I am certain that I will finish these two poems as well as the one I started before our trip. I will edit them over the next couple of days. One at a time.
June 3rd
What I started writing in German, I kept working on in English today. At first, I thought I would turn it into a German poem, something I haven’t done in ages! But I am also curious to see where it takes me in English. This may be a rare case of a text with two different sides. Not as a translation, but as a complementary piece of writing.
June 2nd
In the morning I put on my favourite blouse under my Hinterland Dress. Whatever magic I sewed into the dress, it keeps me calm and content each time I wear it. Handmade clothes are healing! And in combination with the blouse I feel a tad bit crazy, too. What a thrilling style!
Later that day, a friend of mine from highschool (we took biology together) reached out to me
about a project I had told her about. A collaboration between the two of us. Tentatively, we dipped our toes and dreamt first ideas. This got me out of my poetic funk.
What’s more, I wrote something up for her in German.
June 1st
I finished a poem and put it on the blog. Mostly for the sake of doing so.
I have an idea what’s causing my ongoing poetic funk. I have been so angry and annoyed and frustrated, accompanied by mourning for the state of the world (murdered Indigenous children, old growth logging, the San Marcos Foothills still under threat of development) that I have barely had any bandwidth left to feel anything else. The house is dirty and messy, I am constantly meeting my family member’s needs, i.e. I am chronically stressed. Today my lower back started hurting without any obvious reason. I would love to spend more time outside, but getting ready and leaving the house with my kids stresses me immeasurably. Everything feels like a chore. Movement. Nourishing myself and my family well. Keeping the house in a somewhat clean state. Parenting our kids and teaching them boundaries and emotional regulation and being consistent with rules when I am everything but balanced myself. My nervous system is constantly overstimulated. I spend too much time on my phone.

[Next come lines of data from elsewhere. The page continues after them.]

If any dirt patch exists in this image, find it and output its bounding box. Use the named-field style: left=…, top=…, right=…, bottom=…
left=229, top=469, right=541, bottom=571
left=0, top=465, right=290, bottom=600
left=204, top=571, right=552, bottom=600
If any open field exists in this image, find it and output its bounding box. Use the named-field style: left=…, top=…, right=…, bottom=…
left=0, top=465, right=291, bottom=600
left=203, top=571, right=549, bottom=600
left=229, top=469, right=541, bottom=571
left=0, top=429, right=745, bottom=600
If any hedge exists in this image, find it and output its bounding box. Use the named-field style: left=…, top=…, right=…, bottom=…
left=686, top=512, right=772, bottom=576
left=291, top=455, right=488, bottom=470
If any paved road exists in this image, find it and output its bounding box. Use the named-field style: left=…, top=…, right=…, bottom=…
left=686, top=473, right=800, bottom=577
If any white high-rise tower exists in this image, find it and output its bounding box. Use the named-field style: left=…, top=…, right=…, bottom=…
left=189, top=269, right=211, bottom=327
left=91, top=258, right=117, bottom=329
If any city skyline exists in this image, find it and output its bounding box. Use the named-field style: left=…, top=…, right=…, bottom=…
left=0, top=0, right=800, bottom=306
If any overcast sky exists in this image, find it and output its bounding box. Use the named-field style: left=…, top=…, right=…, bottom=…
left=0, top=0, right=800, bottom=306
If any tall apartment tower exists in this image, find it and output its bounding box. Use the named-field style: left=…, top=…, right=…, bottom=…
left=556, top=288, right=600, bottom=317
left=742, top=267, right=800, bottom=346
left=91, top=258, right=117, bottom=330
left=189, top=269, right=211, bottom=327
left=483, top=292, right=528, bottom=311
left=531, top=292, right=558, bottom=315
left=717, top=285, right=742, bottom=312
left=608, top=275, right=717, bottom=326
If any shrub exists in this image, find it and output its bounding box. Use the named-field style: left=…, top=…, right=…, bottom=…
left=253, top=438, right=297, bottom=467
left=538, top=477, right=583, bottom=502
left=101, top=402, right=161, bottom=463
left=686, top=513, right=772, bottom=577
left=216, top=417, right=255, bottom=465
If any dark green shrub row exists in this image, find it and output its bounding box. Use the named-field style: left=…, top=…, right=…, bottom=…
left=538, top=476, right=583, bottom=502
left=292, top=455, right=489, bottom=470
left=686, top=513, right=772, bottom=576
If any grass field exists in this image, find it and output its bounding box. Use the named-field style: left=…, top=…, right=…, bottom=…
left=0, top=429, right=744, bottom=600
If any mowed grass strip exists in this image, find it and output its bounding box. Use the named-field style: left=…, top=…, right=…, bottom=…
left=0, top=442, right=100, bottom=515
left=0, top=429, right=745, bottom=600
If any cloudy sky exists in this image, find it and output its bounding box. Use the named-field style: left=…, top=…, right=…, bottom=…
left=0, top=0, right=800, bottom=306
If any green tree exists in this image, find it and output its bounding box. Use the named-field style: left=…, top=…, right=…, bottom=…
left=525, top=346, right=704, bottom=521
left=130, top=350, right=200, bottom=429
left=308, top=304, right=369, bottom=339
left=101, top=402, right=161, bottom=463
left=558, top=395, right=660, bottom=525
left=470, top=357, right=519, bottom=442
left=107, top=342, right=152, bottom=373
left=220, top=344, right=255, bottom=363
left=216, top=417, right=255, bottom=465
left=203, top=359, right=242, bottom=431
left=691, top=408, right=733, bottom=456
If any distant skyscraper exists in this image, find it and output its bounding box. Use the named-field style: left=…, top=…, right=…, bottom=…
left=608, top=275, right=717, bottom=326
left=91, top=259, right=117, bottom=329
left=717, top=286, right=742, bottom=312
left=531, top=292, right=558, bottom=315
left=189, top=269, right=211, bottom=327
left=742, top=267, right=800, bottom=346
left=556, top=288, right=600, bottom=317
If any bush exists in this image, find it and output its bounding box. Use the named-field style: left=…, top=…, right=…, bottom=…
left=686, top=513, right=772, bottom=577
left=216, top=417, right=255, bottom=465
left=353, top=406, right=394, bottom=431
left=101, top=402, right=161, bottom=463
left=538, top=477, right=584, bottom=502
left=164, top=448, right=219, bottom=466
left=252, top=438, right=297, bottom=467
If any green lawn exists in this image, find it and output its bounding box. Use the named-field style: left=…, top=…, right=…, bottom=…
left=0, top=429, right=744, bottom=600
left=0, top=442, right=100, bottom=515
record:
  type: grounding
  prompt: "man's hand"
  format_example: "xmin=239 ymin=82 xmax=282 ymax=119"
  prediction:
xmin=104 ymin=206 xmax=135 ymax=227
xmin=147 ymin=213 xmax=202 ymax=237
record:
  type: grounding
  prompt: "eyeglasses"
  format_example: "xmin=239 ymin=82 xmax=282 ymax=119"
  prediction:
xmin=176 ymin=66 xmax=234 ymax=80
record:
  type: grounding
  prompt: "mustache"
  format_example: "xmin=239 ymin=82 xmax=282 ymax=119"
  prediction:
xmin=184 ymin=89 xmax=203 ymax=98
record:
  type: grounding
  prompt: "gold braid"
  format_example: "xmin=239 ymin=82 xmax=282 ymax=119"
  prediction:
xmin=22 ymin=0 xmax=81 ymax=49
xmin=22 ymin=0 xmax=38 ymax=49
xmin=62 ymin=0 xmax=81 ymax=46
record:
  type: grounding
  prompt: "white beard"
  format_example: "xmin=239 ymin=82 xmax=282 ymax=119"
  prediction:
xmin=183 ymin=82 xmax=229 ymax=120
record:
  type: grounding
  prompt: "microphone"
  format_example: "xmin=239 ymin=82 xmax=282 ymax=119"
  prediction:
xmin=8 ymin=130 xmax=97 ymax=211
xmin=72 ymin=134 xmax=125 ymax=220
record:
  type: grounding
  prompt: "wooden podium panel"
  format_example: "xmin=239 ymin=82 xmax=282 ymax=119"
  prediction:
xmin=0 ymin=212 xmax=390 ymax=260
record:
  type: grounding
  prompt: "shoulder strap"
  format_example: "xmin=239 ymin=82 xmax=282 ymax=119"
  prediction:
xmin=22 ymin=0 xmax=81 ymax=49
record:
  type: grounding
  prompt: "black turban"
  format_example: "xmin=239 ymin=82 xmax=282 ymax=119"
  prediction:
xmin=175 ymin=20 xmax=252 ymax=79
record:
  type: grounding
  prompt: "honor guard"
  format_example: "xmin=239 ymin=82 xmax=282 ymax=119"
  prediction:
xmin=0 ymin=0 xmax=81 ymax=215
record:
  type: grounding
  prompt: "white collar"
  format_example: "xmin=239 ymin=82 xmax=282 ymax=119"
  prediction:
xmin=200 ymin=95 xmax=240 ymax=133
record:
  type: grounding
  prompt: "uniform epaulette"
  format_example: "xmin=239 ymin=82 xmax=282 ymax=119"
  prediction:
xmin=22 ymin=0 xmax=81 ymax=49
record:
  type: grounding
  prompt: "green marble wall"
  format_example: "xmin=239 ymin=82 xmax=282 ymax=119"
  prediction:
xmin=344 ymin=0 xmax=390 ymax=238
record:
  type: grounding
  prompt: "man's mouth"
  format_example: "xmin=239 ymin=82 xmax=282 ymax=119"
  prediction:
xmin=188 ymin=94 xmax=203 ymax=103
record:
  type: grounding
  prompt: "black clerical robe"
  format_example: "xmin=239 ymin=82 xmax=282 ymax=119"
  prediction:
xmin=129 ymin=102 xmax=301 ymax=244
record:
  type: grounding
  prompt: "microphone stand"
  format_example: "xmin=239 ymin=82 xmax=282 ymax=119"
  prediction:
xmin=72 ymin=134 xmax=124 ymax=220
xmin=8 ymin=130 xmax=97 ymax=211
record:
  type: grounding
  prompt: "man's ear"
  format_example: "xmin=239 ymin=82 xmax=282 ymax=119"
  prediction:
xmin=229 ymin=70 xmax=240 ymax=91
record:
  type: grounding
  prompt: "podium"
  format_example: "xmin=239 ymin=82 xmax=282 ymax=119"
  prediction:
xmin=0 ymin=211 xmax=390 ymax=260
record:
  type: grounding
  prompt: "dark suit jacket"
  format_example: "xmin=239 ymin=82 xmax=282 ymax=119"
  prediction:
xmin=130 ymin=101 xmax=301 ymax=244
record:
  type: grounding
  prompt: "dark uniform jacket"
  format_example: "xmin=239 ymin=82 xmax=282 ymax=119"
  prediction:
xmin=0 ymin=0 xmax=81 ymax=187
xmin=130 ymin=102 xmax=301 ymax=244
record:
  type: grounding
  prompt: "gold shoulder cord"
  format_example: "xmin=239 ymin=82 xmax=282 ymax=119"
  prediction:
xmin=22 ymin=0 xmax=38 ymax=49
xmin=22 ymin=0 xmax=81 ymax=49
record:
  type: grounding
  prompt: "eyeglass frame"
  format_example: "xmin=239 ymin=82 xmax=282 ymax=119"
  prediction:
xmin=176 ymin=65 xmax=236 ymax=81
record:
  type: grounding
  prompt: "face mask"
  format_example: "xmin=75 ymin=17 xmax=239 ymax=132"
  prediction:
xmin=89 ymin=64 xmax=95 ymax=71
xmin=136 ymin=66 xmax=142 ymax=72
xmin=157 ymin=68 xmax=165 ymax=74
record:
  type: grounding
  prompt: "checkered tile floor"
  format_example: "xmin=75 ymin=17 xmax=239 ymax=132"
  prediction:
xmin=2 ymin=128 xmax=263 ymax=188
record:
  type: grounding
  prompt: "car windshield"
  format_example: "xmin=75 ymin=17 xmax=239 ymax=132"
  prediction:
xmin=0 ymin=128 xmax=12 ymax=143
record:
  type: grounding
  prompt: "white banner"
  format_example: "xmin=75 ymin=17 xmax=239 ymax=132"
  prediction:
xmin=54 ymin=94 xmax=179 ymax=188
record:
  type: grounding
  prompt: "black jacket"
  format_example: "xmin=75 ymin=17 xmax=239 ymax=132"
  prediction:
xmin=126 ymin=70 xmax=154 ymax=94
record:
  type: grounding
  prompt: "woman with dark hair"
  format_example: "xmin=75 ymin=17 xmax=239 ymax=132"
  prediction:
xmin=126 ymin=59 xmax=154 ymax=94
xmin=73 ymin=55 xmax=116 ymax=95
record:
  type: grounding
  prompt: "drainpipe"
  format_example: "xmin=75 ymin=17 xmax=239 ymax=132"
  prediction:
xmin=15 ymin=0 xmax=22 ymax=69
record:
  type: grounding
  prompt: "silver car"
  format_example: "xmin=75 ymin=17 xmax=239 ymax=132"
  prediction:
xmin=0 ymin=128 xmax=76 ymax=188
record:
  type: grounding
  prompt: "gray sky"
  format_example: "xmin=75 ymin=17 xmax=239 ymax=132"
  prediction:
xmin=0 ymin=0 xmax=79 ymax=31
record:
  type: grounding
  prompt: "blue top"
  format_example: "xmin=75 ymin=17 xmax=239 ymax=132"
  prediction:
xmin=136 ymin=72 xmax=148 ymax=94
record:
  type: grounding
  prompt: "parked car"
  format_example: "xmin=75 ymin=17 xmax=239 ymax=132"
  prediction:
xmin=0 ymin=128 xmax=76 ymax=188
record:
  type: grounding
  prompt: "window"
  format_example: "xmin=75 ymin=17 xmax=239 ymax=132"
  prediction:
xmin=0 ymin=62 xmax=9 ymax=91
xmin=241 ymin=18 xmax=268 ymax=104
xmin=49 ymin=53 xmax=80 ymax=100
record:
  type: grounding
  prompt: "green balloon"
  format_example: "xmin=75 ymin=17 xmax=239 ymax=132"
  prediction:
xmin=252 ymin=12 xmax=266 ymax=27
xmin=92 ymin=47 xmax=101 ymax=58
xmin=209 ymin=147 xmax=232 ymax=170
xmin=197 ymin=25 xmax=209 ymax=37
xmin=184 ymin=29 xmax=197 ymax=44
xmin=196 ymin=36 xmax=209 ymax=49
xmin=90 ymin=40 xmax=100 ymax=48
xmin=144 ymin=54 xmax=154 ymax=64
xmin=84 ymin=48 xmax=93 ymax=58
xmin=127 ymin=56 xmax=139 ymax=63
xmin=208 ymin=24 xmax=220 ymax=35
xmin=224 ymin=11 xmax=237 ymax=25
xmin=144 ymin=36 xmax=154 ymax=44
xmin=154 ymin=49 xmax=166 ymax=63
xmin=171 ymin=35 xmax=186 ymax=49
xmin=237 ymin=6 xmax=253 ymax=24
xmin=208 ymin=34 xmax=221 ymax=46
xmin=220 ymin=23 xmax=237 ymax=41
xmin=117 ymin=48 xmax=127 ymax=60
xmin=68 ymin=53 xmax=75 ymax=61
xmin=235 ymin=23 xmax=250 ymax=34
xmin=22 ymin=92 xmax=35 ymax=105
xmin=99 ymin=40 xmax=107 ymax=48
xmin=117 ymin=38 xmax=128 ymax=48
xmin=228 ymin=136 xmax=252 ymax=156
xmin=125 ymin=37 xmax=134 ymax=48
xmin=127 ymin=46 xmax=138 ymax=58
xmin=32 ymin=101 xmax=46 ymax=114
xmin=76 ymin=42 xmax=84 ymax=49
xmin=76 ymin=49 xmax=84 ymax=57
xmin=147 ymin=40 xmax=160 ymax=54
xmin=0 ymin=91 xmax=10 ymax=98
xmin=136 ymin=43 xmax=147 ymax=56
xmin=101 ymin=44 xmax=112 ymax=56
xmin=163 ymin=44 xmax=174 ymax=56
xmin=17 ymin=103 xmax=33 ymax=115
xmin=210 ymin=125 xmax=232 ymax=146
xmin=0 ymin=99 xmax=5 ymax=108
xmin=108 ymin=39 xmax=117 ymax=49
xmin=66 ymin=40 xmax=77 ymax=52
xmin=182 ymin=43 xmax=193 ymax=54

On top of everything I cling to my writing, because I know that it fills me with satisfaction and joy. But in order to get there, in order to write a poem, I would need to feel some more. I would need to feel anything but frustrated and annoyed and angry. I am asking myself how, when I am drained by these emotions. And I need certain emotions to write. I can’t just think up a poem, never could.
Instead of implementing new habits and truly changing something, I just get very tired and go to bed early to escape more demands and the mess. I dream up a space of my own. I always have.